Travailler avec le terroir, c’est aussi la ligne directrice que s’est donnée Catherine Therriault, fondatrice de la marque Les Pétards. « À mes débuts, il y a neuf ans, mon objectif était de faire aimer les produits écologiques à ceux qui ont des préjugés ! (rires) Puis j’ai repensé la gamme et mon objectif a été de définir la cosmétique canadienne. Quand on parle de la cosmétique française, on a des codes : les grandes maisons de couturiers, les parfums et le “fabriqué en France” qui évoque la qualité. Mais quand on parle de la cosmétique canadienne, c’est drôle, on pense tout le temps à quelque chose d’un peu bûcheron qui sent le sapin ! »

Pourtant, plusieurs entreprises font faire leurs cosmétiques au Canada, reconnu internationalement pour son savoir-faire et la qualité des produits, enchaîne l’entrepreneuse. Pour elle, il était primordial de miser sur les bienfaits de la boréalité dans la cosmétique d’ici. Le sirop d’érable est l’un des éléments principaux dans sa crème hydratante. Une nouvelle gamme de produits créés autour de cet emblème forestier sera lancée au printemps 2023.

Elle cite la devise « d’un océan à l’autre » pour expliquer son devoir de ratisser le plus large possible, de l’argile de la Colombie-Britannique au sel de mer des îles de la Madeleine. Les odeurs aquatiques sont aussi au coeur de ses concoctions. « Un des ingrédients que j’utilise le plus, c’est les algues de la Gaspésie. Tous les minéraux et les vitamines dont le cheveu a besoin s’y trouvent. »

Mélissa Desrosiers estime que l’enthousiasme pour la consommation locale est en train de toucher le secteur des cosmétiques. « Les gens mangent bio, font du sport, mais des fois ils ne prennent pas le temps de regarder ce qu’il y a dans leur douche. J’espère semer l’envie de lire les listes d’ingrédients ! » lance-t-elle. À l’instar de sa consoeur, Catherine Therriault est déterminée : il est temps que l’on réfléchisse à la cosmétique de demain avec une conscience sociétale et environnementale. « On est encore trop peu d’entreprises dans ce domaine-là. Et moi, mon objectif, c’est de faire évoluer mon industrie. »

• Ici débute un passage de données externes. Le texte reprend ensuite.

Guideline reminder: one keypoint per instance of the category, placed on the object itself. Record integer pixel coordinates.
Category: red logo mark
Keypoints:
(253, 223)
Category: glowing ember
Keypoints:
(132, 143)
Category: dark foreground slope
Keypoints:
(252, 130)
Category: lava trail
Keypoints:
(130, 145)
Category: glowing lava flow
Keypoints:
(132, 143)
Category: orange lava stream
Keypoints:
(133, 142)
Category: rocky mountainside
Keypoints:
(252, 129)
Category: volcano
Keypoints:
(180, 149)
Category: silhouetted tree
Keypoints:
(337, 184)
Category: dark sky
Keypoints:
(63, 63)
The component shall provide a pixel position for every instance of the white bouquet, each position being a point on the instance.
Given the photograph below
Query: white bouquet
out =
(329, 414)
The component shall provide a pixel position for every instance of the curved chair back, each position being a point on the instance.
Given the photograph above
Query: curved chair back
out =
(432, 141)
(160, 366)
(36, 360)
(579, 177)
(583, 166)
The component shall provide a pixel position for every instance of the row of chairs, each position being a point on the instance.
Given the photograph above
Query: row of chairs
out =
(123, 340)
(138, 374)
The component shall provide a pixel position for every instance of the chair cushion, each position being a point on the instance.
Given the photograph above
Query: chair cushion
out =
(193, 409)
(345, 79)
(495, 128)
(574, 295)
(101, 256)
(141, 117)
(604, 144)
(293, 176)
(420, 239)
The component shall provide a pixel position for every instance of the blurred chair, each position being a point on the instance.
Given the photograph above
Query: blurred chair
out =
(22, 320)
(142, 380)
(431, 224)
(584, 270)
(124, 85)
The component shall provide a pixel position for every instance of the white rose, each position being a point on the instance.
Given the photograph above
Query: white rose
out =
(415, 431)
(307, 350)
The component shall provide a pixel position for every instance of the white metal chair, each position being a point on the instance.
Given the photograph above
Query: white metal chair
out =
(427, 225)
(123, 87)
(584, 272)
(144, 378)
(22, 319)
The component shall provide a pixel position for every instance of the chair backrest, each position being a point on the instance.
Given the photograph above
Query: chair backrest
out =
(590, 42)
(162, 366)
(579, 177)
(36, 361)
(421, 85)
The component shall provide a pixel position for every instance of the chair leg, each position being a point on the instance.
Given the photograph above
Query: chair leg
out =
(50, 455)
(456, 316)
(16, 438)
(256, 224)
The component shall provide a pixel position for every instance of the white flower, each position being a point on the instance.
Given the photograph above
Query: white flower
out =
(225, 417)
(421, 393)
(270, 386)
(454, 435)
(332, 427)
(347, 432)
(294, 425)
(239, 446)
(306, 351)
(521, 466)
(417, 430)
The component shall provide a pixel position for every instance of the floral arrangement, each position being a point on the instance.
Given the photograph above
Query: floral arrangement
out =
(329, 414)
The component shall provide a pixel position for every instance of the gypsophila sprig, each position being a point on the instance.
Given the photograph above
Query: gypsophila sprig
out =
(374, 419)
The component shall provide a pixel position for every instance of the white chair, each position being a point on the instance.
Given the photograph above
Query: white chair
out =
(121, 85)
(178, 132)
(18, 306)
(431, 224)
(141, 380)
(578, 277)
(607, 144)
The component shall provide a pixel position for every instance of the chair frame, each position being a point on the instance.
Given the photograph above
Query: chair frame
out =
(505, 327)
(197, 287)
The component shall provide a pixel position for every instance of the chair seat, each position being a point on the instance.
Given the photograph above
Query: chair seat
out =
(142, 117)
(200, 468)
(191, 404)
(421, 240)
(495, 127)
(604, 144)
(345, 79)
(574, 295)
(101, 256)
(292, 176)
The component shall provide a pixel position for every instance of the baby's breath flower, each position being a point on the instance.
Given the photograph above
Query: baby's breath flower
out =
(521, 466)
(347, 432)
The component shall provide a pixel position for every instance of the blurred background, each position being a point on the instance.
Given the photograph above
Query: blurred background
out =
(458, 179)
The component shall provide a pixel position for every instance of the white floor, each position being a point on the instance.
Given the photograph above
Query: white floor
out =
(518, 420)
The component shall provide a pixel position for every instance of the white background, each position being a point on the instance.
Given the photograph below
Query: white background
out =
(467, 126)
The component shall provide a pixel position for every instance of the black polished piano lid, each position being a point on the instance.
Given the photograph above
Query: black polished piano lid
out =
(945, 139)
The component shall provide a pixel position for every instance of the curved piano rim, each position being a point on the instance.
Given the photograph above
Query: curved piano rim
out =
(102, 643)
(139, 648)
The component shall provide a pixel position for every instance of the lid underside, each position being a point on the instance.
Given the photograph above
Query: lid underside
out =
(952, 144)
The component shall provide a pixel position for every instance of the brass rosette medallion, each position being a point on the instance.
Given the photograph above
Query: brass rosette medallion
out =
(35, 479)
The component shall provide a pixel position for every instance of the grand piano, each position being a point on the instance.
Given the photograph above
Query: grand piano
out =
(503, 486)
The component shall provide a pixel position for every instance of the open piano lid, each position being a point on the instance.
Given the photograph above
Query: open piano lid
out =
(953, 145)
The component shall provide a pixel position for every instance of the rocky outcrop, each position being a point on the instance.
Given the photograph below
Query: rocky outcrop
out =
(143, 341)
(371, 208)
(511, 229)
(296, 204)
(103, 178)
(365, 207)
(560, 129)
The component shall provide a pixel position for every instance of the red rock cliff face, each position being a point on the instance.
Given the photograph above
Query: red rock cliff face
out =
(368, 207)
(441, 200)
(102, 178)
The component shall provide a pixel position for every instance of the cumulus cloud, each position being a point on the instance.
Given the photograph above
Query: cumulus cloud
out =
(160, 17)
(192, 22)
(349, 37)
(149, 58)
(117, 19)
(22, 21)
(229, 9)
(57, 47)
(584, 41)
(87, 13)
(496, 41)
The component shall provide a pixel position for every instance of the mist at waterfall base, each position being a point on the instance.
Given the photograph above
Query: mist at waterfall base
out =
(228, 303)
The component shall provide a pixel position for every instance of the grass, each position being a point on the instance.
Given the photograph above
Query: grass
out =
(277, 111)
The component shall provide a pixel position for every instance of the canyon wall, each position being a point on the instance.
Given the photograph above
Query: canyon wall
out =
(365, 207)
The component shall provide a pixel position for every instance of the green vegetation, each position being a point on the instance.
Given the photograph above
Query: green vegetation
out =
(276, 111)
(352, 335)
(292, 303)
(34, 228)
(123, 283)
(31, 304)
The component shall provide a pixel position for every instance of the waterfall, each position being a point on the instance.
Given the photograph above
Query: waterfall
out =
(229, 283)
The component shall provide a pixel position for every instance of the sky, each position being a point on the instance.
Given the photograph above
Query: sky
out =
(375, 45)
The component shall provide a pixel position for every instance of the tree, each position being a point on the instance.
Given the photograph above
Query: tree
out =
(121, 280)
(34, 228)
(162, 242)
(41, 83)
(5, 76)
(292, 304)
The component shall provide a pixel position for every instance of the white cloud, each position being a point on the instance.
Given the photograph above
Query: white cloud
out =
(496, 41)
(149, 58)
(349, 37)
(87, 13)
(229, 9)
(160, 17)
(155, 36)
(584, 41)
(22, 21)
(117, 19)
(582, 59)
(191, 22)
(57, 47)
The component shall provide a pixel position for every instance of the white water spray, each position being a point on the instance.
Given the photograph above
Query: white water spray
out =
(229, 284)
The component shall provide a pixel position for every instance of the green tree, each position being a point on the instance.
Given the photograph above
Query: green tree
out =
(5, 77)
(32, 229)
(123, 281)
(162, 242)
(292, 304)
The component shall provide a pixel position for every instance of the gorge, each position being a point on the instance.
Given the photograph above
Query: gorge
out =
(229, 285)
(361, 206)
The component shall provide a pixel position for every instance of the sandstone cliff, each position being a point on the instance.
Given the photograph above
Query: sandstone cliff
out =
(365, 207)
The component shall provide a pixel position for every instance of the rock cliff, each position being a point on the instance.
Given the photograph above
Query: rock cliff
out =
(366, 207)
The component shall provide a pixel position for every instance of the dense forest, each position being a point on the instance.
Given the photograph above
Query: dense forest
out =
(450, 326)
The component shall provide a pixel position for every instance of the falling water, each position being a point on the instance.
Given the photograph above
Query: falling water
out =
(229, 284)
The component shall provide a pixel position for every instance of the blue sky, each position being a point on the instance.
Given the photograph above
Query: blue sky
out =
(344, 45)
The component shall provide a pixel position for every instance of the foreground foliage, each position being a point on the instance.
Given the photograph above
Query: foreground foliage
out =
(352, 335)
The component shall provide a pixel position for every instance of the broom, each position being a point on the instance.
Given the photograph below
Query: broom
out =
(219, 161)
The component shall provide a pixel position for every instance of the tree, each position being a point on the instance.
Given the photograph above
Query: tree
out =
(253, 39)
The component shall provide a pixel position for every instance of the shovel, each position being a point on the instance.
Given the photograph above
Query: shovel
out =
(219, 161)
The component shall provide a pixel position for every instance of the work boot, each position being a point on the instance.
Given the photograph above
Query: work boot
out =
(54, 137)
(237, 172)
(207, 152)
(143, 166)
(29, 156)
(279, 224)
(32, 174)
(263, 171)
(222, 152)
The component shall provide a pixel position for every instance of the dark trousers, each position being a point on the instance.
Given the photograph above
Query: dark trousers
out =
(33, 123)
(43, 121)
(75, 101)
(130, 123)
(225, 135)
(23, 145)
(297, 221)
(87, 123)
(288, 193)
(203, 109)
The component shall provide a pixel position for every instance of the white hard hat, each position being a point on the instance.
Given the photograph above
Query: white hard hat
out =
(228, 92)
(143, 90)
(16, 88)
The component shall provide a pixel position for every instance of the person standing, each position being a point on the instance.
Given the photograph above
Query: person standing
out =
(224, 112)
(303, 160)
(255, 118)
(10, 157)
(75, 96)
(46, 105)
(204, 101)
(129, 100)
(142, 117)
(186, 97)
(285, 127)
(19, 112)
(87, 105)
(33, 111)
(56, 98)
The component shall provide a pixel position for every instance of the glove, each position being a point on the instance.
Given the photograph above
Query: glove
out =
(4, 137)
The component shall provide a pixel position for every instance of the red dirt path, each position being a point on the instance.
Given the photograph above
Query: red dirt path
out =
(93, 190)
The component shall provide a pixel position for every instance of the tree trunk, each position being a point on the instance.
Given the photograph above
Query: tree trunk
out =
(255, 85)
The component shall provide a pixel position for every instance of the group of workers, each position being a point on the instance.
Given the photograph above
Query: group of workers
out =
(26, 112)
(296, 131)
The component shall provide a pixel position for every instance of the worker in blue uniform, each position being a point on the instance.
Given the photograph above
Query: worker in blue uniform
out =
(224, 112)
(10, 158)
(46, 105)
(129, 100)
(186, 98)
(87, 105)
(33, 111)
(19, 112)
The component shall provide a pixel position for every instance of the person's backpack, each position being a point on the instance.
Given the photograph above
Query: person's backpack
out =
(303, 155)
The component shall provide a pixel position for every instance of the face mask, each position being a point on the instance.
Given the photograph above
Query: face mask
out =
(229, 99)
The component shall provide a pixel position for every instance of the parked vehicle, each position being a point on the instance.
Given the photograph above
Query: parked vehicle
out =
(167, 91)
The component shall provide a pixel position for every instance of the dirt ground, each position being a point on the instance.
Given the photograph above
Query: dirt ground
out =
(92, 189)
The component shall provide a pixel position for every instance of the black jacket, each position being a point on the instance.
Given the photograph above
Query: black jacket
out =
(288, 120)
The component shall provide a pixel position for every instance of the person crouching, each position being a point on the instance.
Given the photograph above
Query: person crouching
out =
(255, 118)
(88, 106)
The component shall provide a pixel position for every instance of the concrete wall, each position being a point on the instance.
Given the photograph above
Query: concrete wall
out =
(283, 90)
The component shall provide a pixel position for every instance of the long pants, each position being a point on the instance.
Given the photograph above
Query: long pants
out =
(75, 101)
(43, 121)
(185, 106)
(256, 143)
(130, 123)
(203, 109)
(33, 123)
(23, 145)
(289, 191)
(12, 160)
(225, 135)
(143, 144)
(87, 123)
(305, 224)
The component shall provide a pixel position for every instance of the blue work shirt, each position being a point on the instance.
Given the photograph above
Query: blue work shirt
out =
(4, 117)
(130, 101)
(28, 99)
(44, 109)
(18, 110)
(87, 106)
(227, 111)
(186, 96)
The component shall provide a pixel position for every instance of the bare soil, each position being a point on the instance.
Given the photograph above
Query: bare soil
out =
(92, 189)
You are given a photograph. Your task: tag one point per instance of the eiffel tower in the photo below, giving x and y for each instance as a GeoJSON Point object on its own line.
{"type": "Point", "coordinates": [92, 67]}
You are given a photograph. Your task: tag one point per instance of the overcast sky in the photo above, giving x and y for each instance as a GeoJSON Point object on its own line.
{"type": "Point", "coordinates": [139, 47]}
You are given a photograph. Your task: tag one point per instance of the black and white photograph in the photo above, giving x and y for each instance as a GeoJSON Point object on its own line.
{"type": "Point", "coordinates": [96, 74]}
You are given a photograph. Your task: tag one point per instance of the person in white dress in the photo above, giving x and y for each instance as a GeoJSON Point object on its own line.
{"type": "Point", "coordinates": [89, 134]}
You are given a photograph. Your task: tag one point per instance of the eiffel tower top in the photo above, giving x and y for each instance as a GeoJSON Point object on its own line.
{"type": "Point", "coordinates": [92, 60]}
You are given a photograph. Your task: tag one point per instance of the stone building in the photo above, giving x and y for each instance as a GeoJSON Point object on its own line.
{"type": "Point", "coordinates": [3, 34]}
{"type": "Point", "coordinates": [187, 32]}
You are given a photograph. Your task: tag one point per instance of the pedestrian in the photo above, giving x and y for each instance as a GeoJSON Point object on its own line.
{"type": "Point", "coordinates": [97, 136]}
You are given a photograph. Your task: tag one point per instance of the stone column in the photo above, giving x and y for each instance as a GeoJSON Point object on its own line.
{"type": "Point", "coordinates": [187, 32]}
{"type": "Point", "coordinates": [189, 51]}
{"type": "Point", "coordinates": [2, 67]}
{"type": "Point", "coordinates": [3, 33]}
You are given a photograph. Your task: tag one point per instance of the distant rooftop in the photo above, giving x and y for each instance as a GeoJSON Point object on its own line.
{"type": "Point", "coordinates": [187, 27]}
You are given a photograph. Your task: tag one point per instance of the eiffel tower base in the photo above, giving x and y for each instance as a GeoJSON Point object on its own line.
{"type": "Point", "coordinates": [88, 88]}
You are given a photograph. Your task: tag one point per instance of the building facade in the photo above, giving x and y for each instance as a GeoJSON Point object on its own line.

La boréalité dans les chips

Un autre domaine encore peu exploité au Québec mise sur les ingrédients boréaux pour faire sa place dans l’industrie. Les chips Miett, produites à Mirabel, viennent tout juste de faire leur entrée sur le marché avec leurs arômes d’érable et de sumac. L’idée est venue de Jennifer Charland et de Frédéric Daoust, couple propriétaire d’une ferme maraîchère et acteurs de la scène alimentaire depuis plusieurs années. Pour eux, il était évident que s’ils mettaient quelque chose en terre, il en ressortirait un produit transformé. L’absence d’acteur local dans l’univers populaire des chips les a convaincus. D’autant plus que M. Daoust, fondateur de la compagnie de distribution Les charcutiers Pork Shop, se faisait souvent demander s’il avait des chips québécoises en stock — « autres que les Yum Yum ». Jennifer Charland s’est associée à l’ingénieur Jean-Philippe Matteau pour cultiver des pommes de terre sans pesticides ni herbicides et créer des chips au goût du grand public avec des ingrédients locaux. Le sumac a été récolté à la main, le sucre d’érable provient de son érablière et l’ail et les piments forts poussent sur sa terre.
 

Trois variétés sont offertes : nature, sel et sumac, barbecue et érable. Les points de vente sont limités cette année, mais Mme Charland assure que l’hectare cultivé cette année sera triplé au printemps pour répondre à la demande grandissante. Une quatrième variété est déjà dans les cartons.